Clinically, hypercalcemia manifests itself as a violation of the kidneys (polyuria, urolithiasis), gastrointestinal tract (nausea, vomiting, constipation), heart (shortening of the QT interval on the ECG), neurological symptoms (weakness, fatigue, confusion, stupor and coma). Clinical manifestations of hypercalcemia are more pronounced with its rapid development.

Clinical manifestations of hypocalcemia vary depending on the degree of calcium reduction. Muscle fatigue, weakness, twitching of individual muscle groups, positive symptoms of Khvostek, Trousseau, Lust are noted with a mild degree of hypocalcemia. Alkalosis increases the albumin-bound calcium fraction, exacerbating symptoms. Severe hypocalcemia causes drowsiness, confusion, spasms of smooth muscles, hypertonicity and convulsions, prolongation of the QT interval on the ECG. Chronic hypocalcemia can cause cataracts and calcification of the basal ganglia.

The exchange of calcium in the body is closely related to the exchange of phosphorus. The main factors regulating the metabolism of phosphates and calcium include PTH, calcitonin and vitamin D. When hypocalcemia occurs, an increase in PTH synthesis occurs, which provides increased tubular reabsorption and a decrease in calcium excretion in the urine. At the same time, under the influence of PTH, the excretion of phosphorus by the kidneys increases, which leads to a decrease in the concentration of phosphorus in the blood serum and extracellular fluid and a subsequent increase in the level of calcium in the blood.

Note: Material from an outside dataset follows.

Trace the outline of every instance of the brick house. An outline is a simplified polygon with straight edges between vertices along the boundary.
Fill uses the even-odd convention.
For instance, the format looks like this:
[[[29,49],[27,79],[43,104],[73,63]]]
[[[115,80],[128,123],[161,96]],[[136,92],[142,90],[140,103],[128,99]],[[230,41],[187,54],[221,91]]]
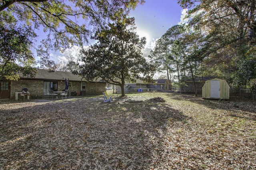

Hyperphosphatemia is accompanied by a decrease in calcium concentration, which leads to stimulation of the release of PTH, a decrease in tubular reabsorption of phosphate and an increase in its excretion by the kidneys.

The content of Ca in blood serum and urine changes with dysfunction of the parathyroid and thyroid glands, neoplasms of different localization, especially with bone metastasis, and renal failure. Prolonged hypercalcemia in combination with both hyper- and normophosphatemia can cause calcium phosphate deposition in the wall of blood vessels, connective tissue, gastric mucosa, and other organs and tissues.